In February of 1845, the State General Assembly voted to establish the Harrisburg Cemetery Association, which purchased 12 acres of land from a local farmer, Henry Herr. The land afforded a tremendous view of the city from a bluff.
Overtime additional land was added, until it reached the 35 acres that stands today. The current boundaries were reached by 1971.
The cemetery is significant under several areas of significance – architecture, art, and sculpture, though if we were going to re-write the nomination today we would likely add significance in design and landscpe.
It was part of the Rural Cemeteries trend popular between the 1830s and 1870s. (Interested in reading more about cemetery design? Check out this developmental history webpage!) Rural cemeteries like this were created in places chosen for accessibility and beauty and was designed to take into account the natural landscaping that already existed.
The nomination says it “physically expresses the rise of romantic and picturesque landscape philosophies of the mid 19th century … it served the purposes of both consolidating Harrisburg’s prior burial locations and offering a park like setting for the recreational enjoyment of the living as was popularly pursued in cemeteries at the time.”
Other examples of rural cemeteries include Pittsburgh’s Allegheny Cemetery and Philadelphia’s Woodland Cemetery.
But beyond the natural beauty of the cemetery, the thing you notice first when you enter the cemetery is a striking blue building – the Caretaker’s House (the current office), built in 1845.
Constructed in a Gothic Revival style, the building is notable because it was constructed in a style that was not yet popular in Harrisburg at that time. According to the nomination, it was “popular in larger cities in the 1820s, and the 1840s was a bit early for Harrisburg, thereby displaying some innovation on behalf of the architect.”
The stones were frequently ornate and elaborately decorated, and included many obelisks.

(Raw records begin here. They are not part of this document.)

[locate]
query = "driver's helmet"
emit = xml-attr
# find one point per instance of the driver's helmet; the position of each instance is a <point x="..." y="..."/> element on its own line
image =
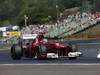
<point x="45" y="40"/>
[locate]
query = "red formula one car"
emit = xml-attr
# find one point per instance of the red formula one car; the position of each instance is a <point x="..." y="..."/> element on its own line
<point x="31" y="48"/>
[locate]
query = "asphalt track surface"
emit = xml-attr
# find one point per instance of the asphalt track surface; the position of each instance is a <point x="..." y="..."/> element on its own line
<point x="88" y="64"/>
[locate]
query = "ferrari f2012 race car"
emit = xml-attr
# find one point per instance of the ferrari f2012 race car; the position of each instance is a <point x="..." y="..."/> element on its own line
<point x="29" y="47"/>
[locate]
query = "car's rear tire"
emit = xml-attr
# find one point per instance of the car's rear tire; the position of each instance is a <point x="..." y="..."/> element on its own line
<point x="16" y="52"/>
<point x="73" y="46"/>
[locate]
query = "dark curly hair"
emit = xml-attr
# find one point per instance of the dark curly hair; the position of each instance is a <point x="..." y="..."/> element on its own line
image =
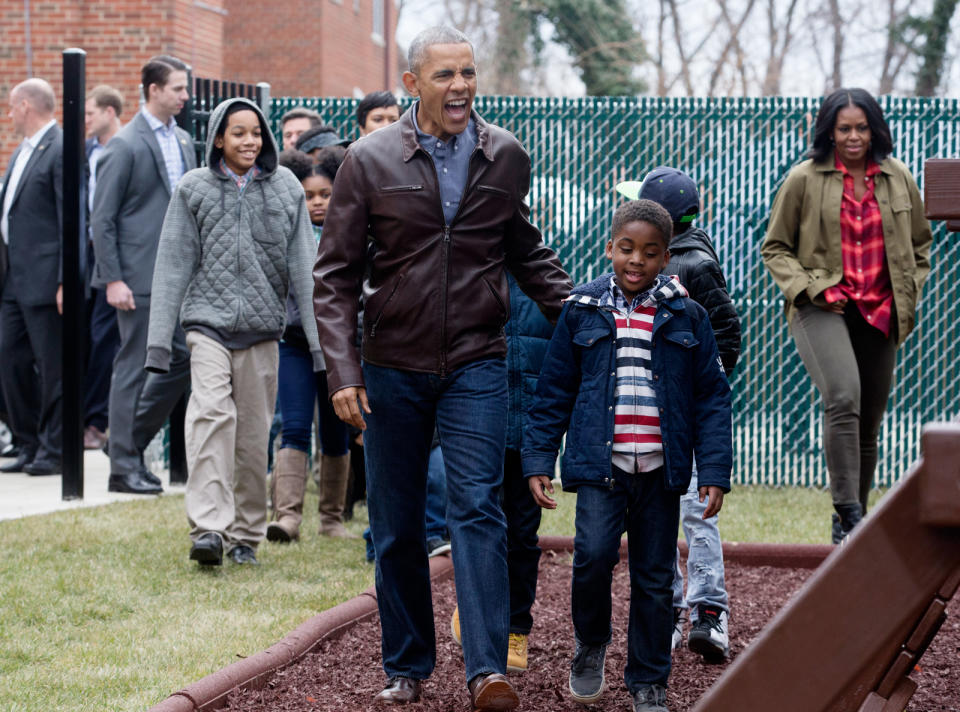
<point x="881" y="145"/>
<point x="328" y="161"/>
<point x="645" y="211"/>
<point x="297" y="161"/>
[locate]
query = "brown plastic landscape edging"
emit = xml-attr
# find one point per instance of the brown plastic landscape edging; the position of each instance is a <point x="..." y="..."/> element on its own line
<point x="211" y="692"/>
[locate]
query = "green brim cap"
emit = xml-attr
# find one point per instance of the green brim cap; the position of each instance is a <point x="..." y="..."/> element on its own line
<point x="629" y="189"/>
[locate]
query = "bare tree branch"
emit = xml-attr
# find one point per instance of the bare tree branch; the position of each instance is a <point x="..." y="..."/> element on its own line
<point x="732" y="43"/>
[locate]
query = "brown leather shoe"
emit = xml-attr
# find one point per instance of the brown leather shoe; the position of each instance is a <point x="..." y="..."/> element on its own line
<point x="492" y="693"/>
<point x="93" y="438"/>
<point x="399" y="691"/>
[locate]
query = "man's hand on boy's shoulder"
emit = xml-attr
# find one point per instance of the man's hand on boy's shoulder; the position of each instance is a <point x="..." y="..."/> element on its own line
<point x="539" y="486"/>
<point x="715" y="494"/>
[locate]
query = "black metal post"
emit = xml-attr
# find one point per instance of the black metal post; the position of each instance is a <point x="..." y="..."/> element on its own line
<point x="74" y="308"/>
<point x="178" y="451"/>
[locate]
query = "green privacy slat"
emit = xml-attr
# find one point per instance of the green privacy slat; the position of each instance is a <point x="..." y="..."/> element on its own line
<point x="739" y="150"/>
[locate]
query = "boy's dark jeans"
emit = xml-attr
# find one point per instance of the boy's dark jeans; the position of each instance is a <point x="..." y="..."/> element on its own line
<point x="523" y="552"/>
<point x="651" y="515"/>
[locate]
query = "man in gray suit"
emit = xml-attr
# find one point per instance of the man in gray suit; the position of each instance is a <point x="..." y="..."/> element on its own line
<point x="30" y="274"/>
<point x="135" y="177"/>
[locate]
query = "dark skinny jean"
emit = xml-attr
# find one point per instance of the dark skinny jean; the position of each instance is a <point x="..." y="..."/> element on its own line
<point x="851" y="364"/>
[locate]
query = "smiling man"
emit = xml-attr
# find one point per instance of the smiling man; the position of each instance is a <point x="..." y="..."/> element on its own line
<point x="441" y="193"/>
<point x="136" y="175"/>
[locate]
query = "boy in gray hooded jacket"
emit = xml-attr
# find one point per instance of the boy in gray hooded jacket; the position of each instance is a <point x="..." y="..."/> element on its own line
<point x="235" y="238"/>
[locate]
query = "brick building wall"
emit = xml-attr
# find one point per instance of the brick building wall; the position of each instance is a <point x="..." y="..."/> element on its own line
<point x="301" y="47"/>
<point x="312" y="47"/>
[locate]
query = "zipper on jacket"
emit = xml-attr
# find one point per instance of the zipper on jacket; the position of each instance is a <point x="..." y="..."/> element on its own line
<point x="444" y="279"/>
<point x="236" y="321"/>
<point x="445" y="260"/>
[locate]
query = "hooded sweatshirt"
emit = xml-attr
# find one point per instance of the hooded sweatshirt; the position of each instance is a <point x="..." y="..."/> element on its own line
<point x="695" y="263"/>
<point x="227" y="258"/>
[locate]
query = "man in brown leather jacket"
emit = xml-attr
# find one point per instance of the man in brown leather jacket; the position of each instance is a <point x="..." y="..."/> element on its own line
<point x="441" y="194"/>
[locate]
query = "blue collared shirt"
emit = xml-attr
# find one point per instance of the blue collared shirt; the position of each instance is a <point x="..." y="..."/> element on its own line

So many obelisks, in fact, that a section of a management document from 1876, noted
“There is another suggestion which the managers feel it their duty to make to lot holders; they trust it will be received as an evidence that they are anxious to unite in encouraging an improved taste in monumental sculpture. It has been the frequent remark of visitors – our own citizens, as well as strangers – that a monotony already begins to be apparent in the style and form of the improvements. Obelisk succeeds obelisk, etc., with only slight variations, and if this is continued we shall see in time too dull a uniformity to strike the mind with agreeable sentiments.”
One monument that caught our eye, and that of the nomination author, was a striking Gothic spire in the interior of the cemetery – the only one of its kind, and “richly detailed in true Gothic form with finials and tracery moldings.”
Later additions to the cemetery included a “massive shrub and tree planting” effort in the 1900s, which added over 500 trees, including “Elm, Mountain Ash, Tulip, Sugar Maple, Red Maple, Pin Oak, Red Oak, White Oak, Linden, and Flowering Dogwood.” The day we were there, a group of Master Gardeners were working on a project to label the trees.
A section of much older stones, predating the cemetery, comes from several other cemeteries that were consolidated here.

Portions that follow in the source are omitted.